Using the code provided in the Azure example from the documentation results in this error with versions between 1.7.0 and 1.8.0.

mingjun1120 commented 5 days ago

Using the code provided in the Azure example from the documentation results in this error with versions between 1.7.0 and 1.8.0.

So, we should install the version that is below 1.7.0?

marcantoinefortier commented 5 days ago

@mingjun1120 I unfortunately haven't tried with versions below 1.7.0. I can't suggest any workaround for now. 😅

f-aguzzi commented 4 days ago

The official example for Azure seems very off to me for some reason. It's completely different from any other SmartScraper example for the other API providers. It's weird that the Langchain classes are accessed directly, skipping a piece of the usual Scrapegraph workflow.

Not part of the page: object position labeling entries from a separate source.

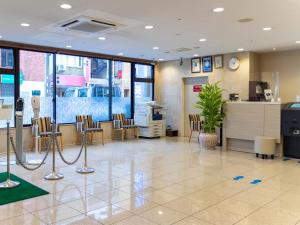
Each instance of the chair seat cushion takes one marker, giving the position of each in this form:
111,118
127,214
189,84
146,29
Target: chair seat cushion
94,130
48,133
129,126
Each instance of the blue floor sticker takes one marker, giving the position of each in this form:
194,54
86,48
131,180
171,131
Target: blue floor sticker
255,182
237,178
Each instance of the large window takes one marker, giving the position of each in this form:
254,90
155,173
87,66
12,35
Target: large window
143,83
121,88
36,78
72,85
82,88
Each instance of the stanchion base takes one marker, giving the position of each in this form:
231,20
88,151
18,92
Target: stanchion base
85,170
9,184
54,176
12,162
35,162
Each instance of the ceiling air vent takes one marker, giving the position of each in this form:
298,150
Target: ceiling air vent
182,49
88,25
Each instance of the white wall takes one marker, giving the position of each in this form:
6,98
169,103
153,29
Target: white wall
169,85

Try building from this example (I edited the official example to give it the usual Scrapegraph-style structure, but I have no idea if it will work, because I don't have access to Azure to test it):

""" 
Basic example of scraping pipeline using SmartScraper using Azure OpenAI Key
"""

import os
from scrapegraphai.graphs import SmartScraperGraph
from scrapegraphai.utils import prettify_exec_info

# required environment variable in .env
# AZURE_OPENAI_KEY

graph_config = {
    "llm": {
        "api_key": os.environ["AZURE_OPENAI_KEY"],
        "model": "azure/gpt-3.5-turbo",
    },
    "verbose": True,
    "headless": False
}

# ************************************************
# Create the SmartScraperGraph instance and run it
# ************************************************

smart_scraper_graph = SmartScraperGraph(
    prompt="List me all the titles",
    source="https://sport.sky.it/nba?gr=www",
    config=graph_config
)

smart_scraper_graph = SmartScraperGraph(
    prompt="""List me all the events, with the following fields: company_name, event_name, event_start_date, event_start_time, 
    event_end_date, event_end_time, location, event_mode, event_category, 
    third_party_redirect, no_of_days, 
    time_in_hours, hosted_or_attending, refreshments_type, 
    registration_available, registration_link""",
    # also accepts a string with the already downloaded HTML code
    source="https://www.hmhco.com/event",
    config=graph_config
)

result = smart_scraper_graph.run()
print(result)

# ************************************************
# Get graph execution info
# ************************************************

graph_exec_info = smart_scraper_graph.get_execution_info()
print(prettify_exec_info(graph_exec_info))

Could be completely wrong, but if it works, we'll put it in place instead of the current example.